El general estrujó la nota y la tiró al suelo con toda su energía; el papel cayó justo entre las piernas del comandante de guardia, que permanecía de pie, delante de él, en posición de firme.

—Er… Erast Pe… trovich, ¿qué signi… fica todo esto? —balbució Varia a duras penas—. ¡Petia!

—Capitán, ¿qué le ha pasado a Yavlokov? ¿Ha muerto? —preguntó Fandorin, girándose hacia el comandante.

—¡Qué va a estar muerto! ¡Hoy día ya no se sabe ni hacer un buen nudo! —Gruñó él—. ¡Le han descolgado y le están practicando la respiración artificial!

Varia apartó a Fandorin y se lanzó hacia la puerta. Se golpeó con el marco, salió a trompicones y el sol del exterior la cegó. No le quedó más remedio que pararse, y entonces Fandorin se acercó a ella.

—Tranquilícese, Varvara Andreevna, ya ha pasado todo. La acompañaré al puesto de guardia. Pero primero recobre el aliento, tiene usted el rostro descompuesto.

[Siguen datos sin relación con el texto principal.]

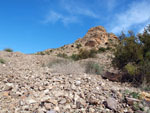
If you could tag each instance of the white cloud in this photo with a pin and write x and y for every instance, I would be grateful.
(53, 17)
(72, 13)
(75, 8)
(137, 13)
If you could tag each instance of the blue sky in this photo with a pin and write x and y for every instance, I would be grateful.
(35, 25)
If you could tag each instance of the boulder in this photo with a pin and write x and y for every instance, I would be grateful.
(115, 77)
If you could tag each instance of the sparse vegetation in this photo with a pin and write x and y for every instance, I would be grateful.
(132, 56)
(63, 55)
(101, 49)
(65, 66)
(78, 46)
(93, 68)
(8, 50)
(41, 53)
(2, 61)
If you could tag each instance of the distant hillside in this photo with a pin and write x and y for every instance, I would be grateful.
(96, 37)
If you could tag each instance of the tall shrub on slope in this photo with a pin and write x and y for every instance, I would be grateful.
(132, 56)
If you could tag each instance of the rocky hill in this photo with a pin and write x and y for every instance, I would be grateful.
(50, 84)
(96, 37)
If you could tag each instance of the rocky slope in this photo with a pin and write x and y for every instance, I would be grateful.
(96, 37)
(27, 86)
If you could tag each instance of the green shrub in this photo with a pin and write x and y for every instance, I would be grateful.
(2, 61)
(131, 69)
(132, 56)
(78, 46)
(8, 50)
(57, 61)
(74, 57)
(84, 54)
(63, 55)
(41, 53)
(93, 68)
(101, 49)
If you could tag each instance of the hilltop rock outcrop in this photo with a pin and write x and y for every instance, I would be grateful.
(98, 36)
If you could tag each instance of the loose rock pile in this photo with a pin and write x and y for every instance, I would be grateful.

Él la cogió cuidadosamente de un codo, pero por alguna razón aquel delicado contacto provocó en Varia una repulsión incontenible. Se le dobló el cuerpo y vomitó encima de las botas de Erast Petrovich. Después, Varia se sentó en el escalón del barracón, intentando comprender por qué, si el suelo estaba inclinado, nadie rodaba por él.

Sobre la frente notó algo agradable, helado, y se estremeció de placer.

—¡Vaya por Dios! —dijo la voz de Fandorin—. ¡Es tifus!